Я растерянно схватилась за стойку, к которой была приделана капельница.
– Это не ваше дело!
– И все же, Эля. Что в нем такого особенного? Смазливая рожа?
– Нет.
– А что?
– Он… – и порываясь сказать что-то грубое, я вдруг поняла, что не могу объяснить, почему так сильно полюбила Тайгета Касара. – Он особенный!
– Конечно, раз уж не прикончил тебя сразу. Это главная его особенность, или у него есть еще что-то? Огромный член, например? Нет, правда, может, именно это тебя так впечатлило?
Боже…
– Вы можете избавить меня от своей ревности?
– Она идет в комплекте, – парировал мужчина. – Почему я должен сдаваться без боя? – и нагловато усмехнулся: – Кроме того, ты еще не видела мой член.
Он поднялся, и, перекинув куртку через здоровое плечо, пошел к выходу.
***
– Что это? – мириться с дресс-кодом в условиях мирового апокалипсиса – чушь!
Севастьянов сел на край моей постели, предварительно повесив на ручку шкафа вешалку с брючным костюмом.

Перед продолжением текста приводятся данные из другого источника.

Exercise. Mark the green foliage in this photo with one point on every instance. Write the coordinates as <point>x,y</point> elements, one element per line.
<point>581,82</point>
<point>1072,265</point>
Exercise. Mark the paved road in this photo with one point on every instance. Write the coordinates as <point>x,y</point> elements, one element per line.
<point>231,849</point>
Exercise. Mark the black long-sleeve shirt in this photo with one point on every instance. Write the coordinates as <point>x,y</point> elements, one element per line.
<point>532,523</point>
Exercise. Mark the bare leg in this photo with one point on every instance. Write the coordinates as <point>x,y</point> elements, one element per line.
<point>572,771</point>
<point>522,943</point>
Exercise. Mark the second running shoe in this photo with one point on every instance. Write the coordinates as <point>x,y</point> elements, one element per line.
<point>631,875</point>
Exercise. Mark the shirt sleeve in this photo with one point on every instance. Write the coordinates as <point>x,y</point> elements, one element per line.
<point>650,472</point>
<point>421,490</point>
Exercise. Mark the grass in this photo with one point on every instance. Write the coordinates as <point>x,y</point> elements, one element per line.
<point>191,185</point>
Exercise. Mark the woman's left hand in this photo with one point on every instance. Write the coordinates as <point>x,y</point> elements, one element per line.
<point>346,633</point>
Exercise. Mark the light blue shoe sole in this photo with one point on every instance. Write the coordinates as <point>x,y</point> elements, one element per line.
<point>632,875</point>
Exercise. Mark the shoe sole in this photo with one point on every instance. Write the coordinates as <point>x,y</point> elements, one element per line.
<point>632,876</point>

– Мне кажется именно так одеваются на встречу с первыми лицами.
Встрепенувшись, я села на кровати, ощущая, как со дна моей души поднимается паника.
– Что?
– Это ведь вы устроили, Эля? – произнес он. – Шилов сегодня несколько часов об этом договаривался. Константин заверил, что вы сможете уговорить на это чужака.
Сглотнув, я испуганно глядела в глаза профессора. Одно дело хорохориться перед Суровым, совершенно другое – принимать участие в самых настоящих межвидовых переговорах.
– Мне нужно будет поговорить заранее с Таем, – сказала я, скрывая чудовищный страх, – возможно, он сочтет, что в этом нет смысла.
– Вам будет предоставлена отдельная комната в другом корпусе. Будет организовано видео-сообщение по закрытым каналам связи для глав различных государств-участников проекта. Чужак должен быть готов к тому, что будут задаваться разные вопросы. Состав присутствующих будет сильно ограничен в целях безопасности.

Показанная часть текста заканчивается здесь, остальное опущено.